Direct Desire Optimization (DPO) is a novel algorithm launched for fine-tuning LLMs to align with human preferences with out the complexities and instabilities related to RLHF. DPO makes use of a brand new parameterization of the reward mannequin in RLHF, which permits for the extraction of the corresponding optimum coverage in closed kind. This strategy permits fixing the usual RLHF drawback with a easy classification loss, making DPO steady, performant, and computationally light-weight. It eliminates the necessity for sampling from the LM throughout fine-tuning or performing vital hyperparameter tuning.
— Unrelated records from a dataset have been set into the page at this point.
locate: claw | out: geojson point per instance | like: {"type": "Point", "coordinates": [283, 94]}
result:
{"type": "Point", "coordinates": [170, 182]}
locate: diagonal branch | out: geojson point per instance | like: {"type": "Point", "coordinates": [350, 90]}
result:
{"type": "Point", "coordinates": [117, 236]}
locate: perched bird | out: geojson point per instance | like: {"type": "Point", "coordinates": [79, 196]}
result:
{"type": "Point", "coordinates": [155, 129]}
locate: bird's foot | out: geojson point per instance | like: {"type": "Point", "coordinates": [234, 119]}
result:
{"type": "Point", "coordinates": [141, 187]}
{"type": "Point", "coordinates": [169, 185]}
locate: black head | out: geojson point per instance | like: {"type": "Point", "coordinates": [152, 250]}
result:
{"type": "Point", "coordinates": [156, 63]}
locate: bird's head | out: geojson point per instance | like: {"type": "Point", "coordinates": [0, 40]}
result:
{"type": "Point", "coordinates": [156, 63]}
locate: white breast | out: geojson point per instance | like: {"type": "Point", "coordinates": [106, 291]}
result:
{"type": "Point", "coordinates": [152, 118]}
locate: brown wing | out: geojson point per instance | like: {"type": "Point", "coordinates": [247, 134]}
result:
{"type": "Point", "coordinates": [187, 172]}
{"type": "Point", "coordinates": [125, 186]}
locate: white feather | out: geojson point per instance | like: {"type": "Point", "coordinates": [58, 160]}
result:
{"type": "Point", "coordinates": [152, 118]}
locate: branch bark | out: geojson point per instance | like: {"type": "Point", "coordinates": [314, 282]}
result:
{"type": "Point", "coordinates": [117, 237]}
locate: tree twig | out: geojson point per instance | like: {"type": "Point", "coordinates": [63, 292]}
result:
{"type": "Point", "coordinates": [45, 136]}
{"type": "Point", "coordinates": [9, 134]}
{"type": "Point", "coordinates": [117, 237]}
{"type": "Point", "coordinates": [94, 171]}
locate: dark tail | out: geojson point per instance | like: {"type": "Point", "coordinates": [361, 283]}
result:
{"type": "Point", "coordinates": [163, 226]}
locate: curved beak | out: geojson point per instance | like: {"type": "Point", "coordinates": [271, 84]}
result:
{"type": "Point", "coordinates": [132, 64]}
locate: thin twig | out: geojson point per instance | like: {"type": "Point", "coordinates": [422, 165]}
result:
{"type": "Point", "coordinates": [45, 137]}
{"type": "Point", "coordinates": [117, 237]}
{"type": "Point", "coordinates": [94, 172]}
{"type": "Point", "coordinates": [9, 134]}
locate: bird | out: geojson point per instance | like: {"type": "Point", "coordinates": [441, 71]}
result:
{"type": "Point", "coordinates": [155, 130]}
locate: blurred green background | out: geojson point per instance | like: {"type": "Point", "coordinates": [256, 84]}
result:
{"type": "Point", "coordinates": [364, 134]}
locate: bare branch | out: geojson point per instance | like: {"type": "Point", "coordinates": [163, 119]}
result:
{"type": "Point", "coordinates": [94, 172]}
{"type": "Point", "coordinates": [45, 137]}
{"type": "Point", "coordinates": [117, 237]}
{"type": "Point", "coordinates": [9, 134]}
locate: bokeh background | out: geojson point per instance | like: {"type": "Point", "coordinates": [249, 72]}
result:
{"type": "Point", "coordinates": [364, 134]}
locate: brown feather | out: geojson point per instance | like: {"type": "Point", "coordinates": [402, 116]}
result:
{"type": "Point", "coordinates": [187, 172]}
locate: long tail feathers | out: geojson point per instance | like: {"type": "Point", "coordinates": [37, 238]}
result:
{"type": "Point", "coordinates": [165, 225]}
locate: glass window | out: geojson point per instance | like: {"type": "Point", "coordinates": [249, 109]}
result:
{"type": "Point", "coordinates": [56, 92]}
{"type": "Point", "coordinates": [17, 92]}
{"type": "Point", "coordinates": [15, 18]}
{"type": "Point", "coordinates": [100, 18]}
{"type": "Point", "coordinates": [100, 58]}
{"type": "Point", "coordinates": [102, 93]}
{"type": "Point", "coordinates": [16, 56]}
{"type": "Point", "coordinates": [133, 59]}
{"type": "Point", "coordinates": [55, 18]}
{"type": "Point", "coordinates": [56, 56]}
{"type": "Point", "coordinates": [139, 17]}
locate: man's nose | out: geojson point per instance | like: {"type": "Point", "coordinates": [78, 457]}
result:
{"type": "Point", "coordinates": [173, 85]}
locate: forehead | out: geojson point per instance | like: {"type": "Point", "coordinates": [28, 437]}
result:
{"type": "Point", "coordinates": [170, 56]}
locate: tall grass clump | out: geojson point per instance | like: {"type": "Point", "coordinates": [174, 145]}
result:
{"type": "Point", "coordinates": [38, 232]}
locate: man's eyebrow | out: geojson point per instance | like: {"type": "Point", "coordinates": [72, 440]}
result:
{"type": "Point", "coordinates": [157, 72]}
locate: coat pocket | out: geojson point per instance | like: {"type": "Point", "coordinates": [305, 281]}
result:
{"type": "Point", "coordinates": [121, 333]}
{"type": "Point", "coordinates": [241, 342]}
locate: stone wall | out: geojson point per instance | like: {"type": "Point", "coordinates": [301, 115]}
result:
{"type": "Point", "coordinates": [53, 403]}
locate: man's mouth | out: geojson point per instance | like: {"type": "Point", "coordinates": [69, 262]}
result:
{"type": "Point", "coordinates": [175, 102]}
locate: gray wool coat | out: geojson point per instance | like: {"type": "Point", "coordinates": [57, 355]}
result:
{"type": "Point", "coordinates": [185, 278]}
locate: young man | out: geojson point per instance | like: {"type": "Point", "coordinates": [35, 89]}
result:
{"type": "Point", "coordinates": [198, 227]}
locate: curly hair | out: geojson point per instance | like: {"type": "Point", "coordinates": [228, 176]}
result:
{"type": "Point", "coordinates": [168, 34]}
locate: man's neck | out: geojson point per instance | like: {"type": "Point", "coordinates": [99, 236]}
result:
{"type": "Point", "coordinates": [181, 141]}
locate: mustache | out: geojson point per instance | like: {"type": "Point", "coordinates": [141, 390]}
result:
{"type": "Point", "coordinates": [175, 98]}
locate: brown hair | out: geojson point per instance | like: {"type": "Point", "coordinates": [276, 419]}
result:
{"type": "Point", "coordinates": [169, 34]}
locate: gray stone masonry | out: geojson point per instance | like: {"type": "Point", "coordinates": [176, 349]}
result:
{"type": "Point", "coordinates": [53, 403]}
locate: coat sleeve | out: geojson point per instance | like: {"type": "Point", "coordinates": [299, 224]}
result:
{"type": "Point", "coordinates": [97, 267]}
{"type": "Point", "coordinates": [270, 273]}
The RLHF pipeline, consists of three foremost phases:
Supervised Tremendous-Tuning (SFT): This part begins with fine-tuning a pre-trained Language Mannequin (LM) on high-quality information related to the downstream duties. The aim is to acquire a mannequin, denoted as πSFT, that has been adjusted to carry out nicely on the precise duties of curiosity.
Desire Sampling and Reward Studying: On this part, the SFT mannequin is used to generate pairs of solutions (y1, y2) for given prompts x. These pairs are offered to human labelers who categorical a desire for one reply over the opposite, denoted as yw ≻ yl | x, the place yw is the popular and yl the dispreferred completion. The preferences are assumed to be generated by a latent reward mannequin r∗(y, x), which isn’t straight accessible. The Bradley-Terry (BT) mannequin is a well-liked selection for modeling these preferences, the place the human desire distribution p∗ is outlined as:
A reward mannequin rϕ(x, y) is then parameterized and estimated through most chance from a dataset of comparisons D, with the detrimental log-likelihood loss given by:
the place σ is the logistic operate.
RL Tremendous-Tuning Section: The realized reward operate is used to supply suggestions to the language mannequin on this part. The optimization drawback formulated is:
the place β is a parameter controlling the deviation from the bottom reference coverage πref, which is the preliminary SFT mannequin. This constraint prevents the mannequin from deviating too removed from the distribution on which the reward mannequin is correct, sustaining era range and stopping mode-collapse. The optimization is usually carried out utilizing reinforcement studying, particularly Proximal Coverage Optimization (PPO).
DPO works by straight mapping preferences to coverage optimization with out the necessity for an specific reward mannequin. That is achieved via a intelligent mathematical trick that reparameterizes the reward operate when it comes to the coverage itself. Right here’s a breakdown of the arithmetic concerned:
The strategy begins with a basic reinforcement studying goal, which goals to seek out an optimum coverage that maximizes rewards topic to a constraint on the divergence from a reference coverage. That is represented mathematically as:
the place (Z(x)) is a normalization issue referred to as the partition operate
pi_ref is the reference coverage, and (r(x, y)) is the reward operate.
Reparameterization: As an alternative of straight optimizing this reward operate, DPO reparameterizes the reward when it comes to the coverage. That is achieved by taking the logarithm of each side of the equation and rearranging it, leading to:
This reparameterization permits the optimization to be achieved straight on the coverage reasonably than the reward operate.
Desire Modeling: DPO makes use of fashions of human preferences, such because the Bradley-Terry mannequin, to precise the chance of 1 completion being most popular over one other when it comes to the optimum coverage and the reference coverage. This successfully transforms the issue into optimizing the coverage to match human preferences.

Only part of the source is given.